Keeping Distributed Field Workers Engaged on Safety When No One Is Watching
According to Safety+Health Magazine, one of the core challenges facing field safety managers today is the “distributed workforce” problem: when employees are scattered across multiple remote sites and rarely set foot in a central office, maintaining consistent safety engagement becomes significantly harder. Safety professionals and at least one field services CEO say the answer lies in deliberate communication strategies, blended training approaches, and personal accountability structures.
Background
Safety+Health Magazine writer Kevin Druley spoke with David Hunyar, corporate safety manager for Central States Water Resources in St. Louis, MO, and Paul Danos, CEO of Danos, an energy services provider based in Gray, LA, about the realities of managing safety for a workforce that is rarely in the same place at the same time.

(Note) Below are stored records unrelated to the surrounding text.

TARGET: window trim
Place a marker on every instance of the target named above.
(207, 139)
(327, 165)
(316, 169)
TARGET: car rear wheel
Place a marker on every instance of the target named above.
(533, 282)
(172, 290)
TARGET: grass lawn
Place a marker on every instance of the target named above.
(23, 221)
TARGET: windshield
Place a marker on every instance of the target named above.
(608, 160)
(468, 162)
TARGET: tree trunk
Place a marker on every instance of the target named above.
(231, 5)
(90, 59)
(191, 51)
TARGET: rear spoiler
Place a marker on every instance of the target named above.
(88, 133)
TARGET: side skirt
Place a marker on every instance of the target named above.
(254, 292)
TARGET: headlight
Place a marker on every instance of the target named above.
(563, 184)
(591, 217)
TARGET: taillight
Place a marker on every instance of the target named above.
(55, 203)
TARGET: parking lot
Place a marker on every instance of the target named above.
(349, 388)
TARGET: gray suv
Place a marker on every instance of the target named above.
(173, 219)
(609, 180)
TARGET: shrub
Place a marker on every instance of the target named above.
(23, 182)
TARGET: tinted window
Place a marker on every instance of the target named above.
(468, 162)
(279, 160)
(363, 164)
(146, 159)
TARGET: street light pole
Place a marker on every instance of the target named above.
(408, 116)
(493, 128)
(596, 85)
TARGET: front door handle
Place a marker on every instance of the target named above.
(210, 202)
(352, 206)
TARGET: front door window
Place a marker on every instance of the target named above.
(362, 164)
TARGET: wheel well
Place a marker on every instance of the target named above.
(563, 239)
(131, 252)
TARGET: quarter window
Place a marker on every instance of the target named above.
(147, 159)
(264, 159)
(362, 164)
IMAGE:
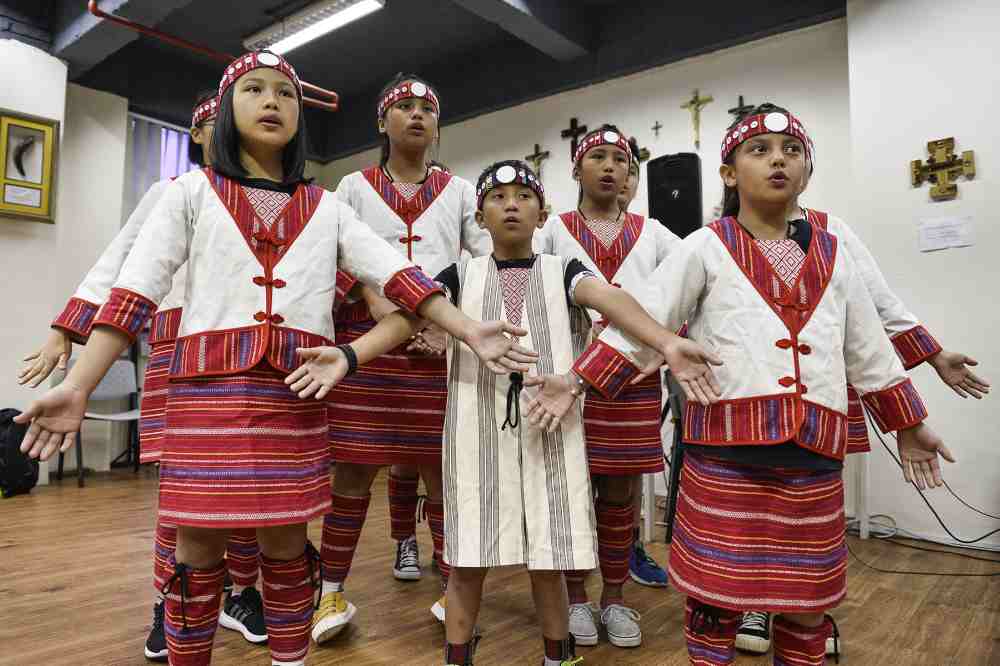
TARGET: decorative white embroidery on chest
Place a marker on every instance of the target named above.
(407, 190)
(266, 203)
(606, 231)
(514, 284)
(785, 257)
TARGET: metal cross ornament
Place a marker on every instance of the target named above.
(741, 109)
(695, 105)
(942, 168)
(573, 132)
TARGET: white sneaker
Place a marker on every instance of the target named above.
(581, 624)
(754, 633)
(407, 566)
(438, 609)
(333, 615)
(622, 625)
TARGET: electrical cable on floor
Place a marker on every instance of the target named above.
(924, 498)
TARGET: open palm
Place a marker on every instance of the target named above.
(55, 419)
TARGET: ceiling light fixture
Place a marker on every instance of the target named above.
(306, 25)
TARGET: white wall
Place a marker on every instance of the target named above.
(812, 81)
(44, 263)
(922, 70)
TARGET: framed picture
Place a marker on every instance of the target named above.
(27, 166)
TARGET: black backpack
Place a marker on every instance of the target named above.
(18, 472)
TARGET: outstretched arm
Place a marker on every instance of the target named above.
(55, 417)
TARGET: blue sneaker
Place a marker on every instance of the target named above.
(644, 570)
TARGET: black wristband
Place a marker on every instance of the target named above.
(352, 358)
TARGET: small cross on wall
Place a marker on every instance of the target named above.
(573, 133)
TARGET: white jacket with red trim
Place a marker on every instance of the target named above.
(786, 350)
(251, 291)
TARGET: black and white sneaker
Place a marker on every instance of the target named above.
(244, 612)
(407, 566)
(754, 634)
(156, 643)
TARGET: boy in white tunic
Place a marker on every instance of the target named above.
(519, 493)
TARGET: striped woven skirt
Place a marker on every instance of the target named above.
(623, 435)
(153, 408)
(243, 451)
(759, 538)
(857, 427)
(391, 411)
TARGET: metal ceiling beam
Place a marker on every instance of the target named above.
(557, 28)
(83, 40)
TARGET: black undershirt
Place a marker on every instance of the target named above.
(271, 185)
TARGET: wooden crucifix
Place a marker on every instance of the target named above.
(573, 132)
(741, 109)
(695, 105)
(536, 159)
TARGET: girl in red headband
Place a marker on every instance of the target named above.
(622, 434)
(243, 608)
(760, 517)
(392, 412)
(913, 343)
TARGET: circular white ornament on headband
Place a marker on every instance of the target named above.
(268, 59)
(506, 174)
(776, 122)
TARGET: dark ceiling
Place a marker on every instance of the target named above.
(476, 65)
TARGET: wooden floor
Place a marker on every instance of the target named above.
(75, 588)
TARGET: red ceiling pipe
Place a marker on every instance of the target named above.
(331, 105)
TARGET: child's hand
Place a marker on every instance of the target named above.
(953, 371)
(654, 365)
(552, 401)
(322, 369)
(919, 448)
(498, 352)
(430, 341)
(55, 419)
(54, 353)
(691, 365)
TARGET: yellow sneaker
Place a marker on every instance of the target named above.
(334, 614)
(437, 610)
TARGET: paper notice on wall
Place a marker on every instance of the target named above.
(942, 233)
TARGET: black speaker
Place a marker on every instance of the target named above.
(675, 192)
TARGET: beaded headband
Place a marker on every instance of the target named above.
(505, 173)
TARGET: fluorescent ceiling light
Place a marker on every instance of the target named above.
(308, 24)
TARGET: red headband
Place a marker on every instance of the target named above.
(602, 138)
(776, 122)
(407, 90)
(507, 173)
(205, 111)
(254, 60)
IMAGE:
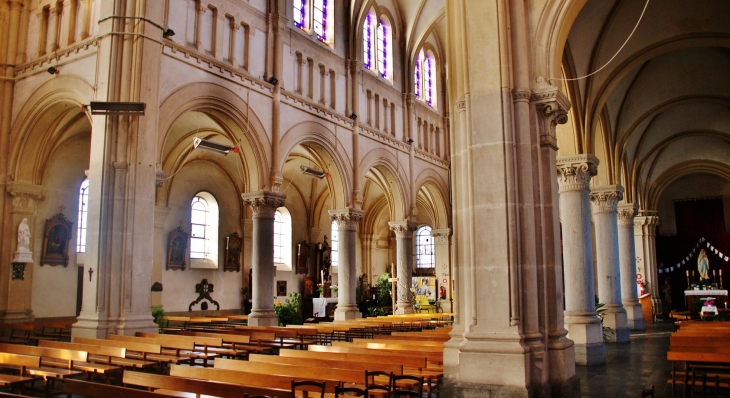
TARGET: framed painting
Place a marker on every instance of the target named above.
(234, 242)
(177, 249)
(55, 240)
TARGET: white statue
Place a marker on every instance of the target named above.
(24, 237)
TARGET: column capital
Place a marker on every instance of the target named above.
(441, 236)
(575, 172)
(346, 218)
(626, 213)
(403, 228)
(605, 198)
(263, 203)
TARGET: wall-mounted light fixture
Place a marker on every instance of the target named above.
(116, 108)
(210, 146)
(313, 172)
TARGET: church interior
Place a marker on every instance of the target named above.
(540, 170)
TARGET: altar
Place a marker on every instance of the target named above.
(719, 295)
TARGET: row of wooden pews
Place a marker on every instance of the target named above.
(702, 347)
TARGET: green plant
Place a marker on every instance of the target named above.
(290, 311)
(158, 313)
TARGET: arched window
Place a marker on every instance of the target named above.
(425, 78)
(424, 248)
(315, 15)
(385, 49)
(300, 14)
(335, 244)
(204, 231)
(368, 37)
(282, 239)
(83, 214)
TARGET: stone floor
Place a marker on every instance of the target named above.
(631, 367)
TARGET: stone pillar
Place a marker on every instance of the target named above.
(264, 205)
(584, 327)
(404, 259)
(605, 201)
(627, 259)
(346, 220)
(645, 240)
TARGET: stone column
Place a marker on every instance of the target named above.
(347, 220)
(264, 205)
(645, 240)
(584, 327)
(404, 259)
(605, 201)
(627, 259)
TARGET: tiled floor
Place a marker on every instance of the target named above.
(631, 367)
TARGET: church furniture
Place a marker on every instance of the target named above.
(170, 384)
(21, 362)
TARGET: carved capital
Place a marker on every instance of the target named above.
(347, 218)
(575, 172)
(441, 236)
(403, 229)
(605, 198)
(25, 196)
(263, 203)
(626, 213)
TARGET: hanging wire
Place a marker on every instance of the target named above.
(614, 56)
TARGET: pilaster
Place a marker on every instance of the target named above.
(264, 205)
(604, 200)
(346, 220)
(404, 241)
(584, 327)
(627, 260)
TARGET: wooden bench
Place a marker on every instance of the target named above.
(168, 384)
(245, 378)
(95, 390)
(21, 362)
(135, 355)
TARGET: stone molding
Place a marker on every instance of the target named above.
(346, 218)
(403, 229)
(441, 236)
(626, 214)
(263, 203)
(605, 198)
(25, 196)
(575, 172)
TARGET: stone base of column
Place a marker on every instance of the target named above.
(587, 335)
(634, 315)
(263, 318)
(617, 321)
(403, 307)
(346, 311)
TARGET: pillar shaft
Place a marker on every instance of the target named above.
(264, 205)
(627, 259)
(404, 247)
(346, 220)
(584, 327)
(604, 200)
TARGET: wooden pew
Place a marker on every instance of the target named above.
(153, 382)
(95, 390)
(21, 362)
(245, 378)
(136, 353)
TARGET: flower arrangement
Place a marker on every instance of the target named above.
(290, 311)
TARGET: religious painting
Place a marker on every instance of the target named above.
(234, 242)
(424, 288)
(281, 288)
(303, 258)
(56, 240)
(176, 249)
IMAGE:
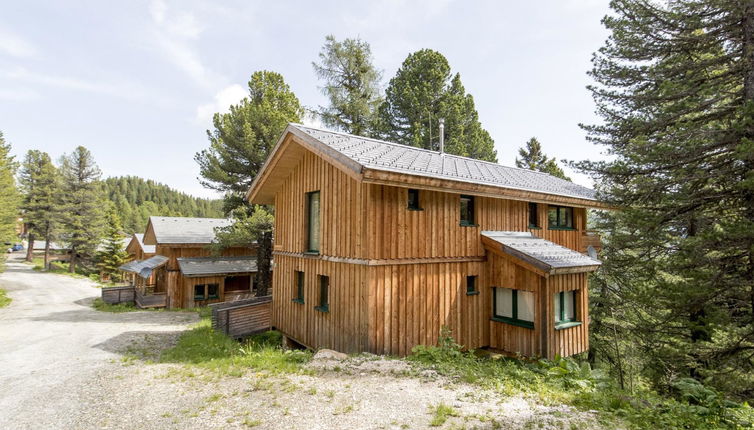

Hunyar put the problem plainly. “If we’re not out there and can’t see that they’re doing it right or wrong, we don’t know if they missed a training piece or we didn’t train properly, or if they’re blatantly ignoring the rule,” he told the magazine. “It’s hard to identify root causes to anything.”
Danos offered a concrete picture of just how distributed some field workforces are. He estimates that only 10% of his company’s field workforce operates in environments where Danos oversees the majority of the work. That means 90% of their people are working in conditions the company does not directly control, a reality that will be familiar to any oilfield services company, pipeline subcontractor, or infrastructure crew working across multi-operator sites in places like the Permian Basin or the Gulf Coast.
Analysis
The distributed workforce challenge is not new for subcontractors and field service companies. It has been baked into the business model since the first crew truck rolled out to a wellsite. What is changing is the expectation from operators, regulators, and insurers that safety performance be documented, consistent, and verifiable, even when your supervisor is three sites away.
What Hunyar and Danos are describing is a structural gap that many smaller subcontractors either underestimate or address informally. When a crew operates without direct supervision, safety culture either holds or it doesn’t. If that culture hasn’t been deliberately built through consistent communication and structured accountability, the informal version takes over. That informal version may be fine, or it may be a serious liability waiting to surface.
The Danos model is worth examining closely. Rather than relying on a general supervisor to keep tabs on distributed workers, the company assigns each field employee an account manager, a personnel coordinator, and a project manager. That’s three named points of contact, each with a defined role in maintaining connection with individual workers. The company also deliberately keeps these touchpoints active through a mix of phone contact, field visits, and face-to-face meetings at heliports and worksites. This is not accidental. It is a structured investment in human connection that serves a safety function.
For smaller subcontractors who can’t afford that ratio of staff to field workers, the principle still translates. The question is whether someone, anyone, has an explicit responsibility to maintain regular contact with each field employee, and whether that contact includes safety as a routine topic rather than a reaction to incidents.
On training, Danos makes a point that cuts against the instinct many safety managers have to default to in-person sessions for everything. “We always think that an in-person, face-to-face communication around safety is better,” he told Safety+Health, “but it’s just not practical to get to everybody all the time. So, it’s just finding the right balance.” The recommendation is to build a deliberate strategy, deciding in advance which messages require in-person delivery and which can be handled effectively through digital tools. This is a more sophisticated approach than simply defaulting to one channel or the other.
Technology clearly plays a supporting role in distributed workforce safety, though the source article does not detail specific platforms. The broader point stands: multiple communication methods are necessary when workers are spread thin across geography and shift schedules.
What It Means for Subcontractors
- Don’t assume presence equals safety culture. When your crews are autonomous, the absence of visible unsafe behavior is not the same as a functioning safety program. Build in active verification.
- Assign ownership of worker contact. Follow the Danos model in principle, even at smaller scale. Every field employee should have a named person responsible for regular check-ins that include safety conversations.
- Develop a training channel strategy before you need it. Decide which safety topics require face-to-face delivery and which can be handled digitally. Leaving this to chance means inconsistent coverage across sites.
- Communication frequency matters more than formality. Hunyar’s point is simple but worth repeating: if workers don’t hear from you regularly, they don’t know the rules and you lose the ability to help them. Consistent contact, even brief, is foundational.
- Root cause analysis is harder without presence. If an incident occurs on a remote site with minimal supervision, your ability to understand what happened is compromised. Better pre-incident engagement, through check-ins, near-miss reporting, and training verification, gives you more to work with after the fact.
- Operators are watching this. Distributed workforce safety management is increasingly a prequalification and contract performance issue. Companies that can demonstrate structured engagement programs for remote workers are better positioned to hold and renew operator relationships.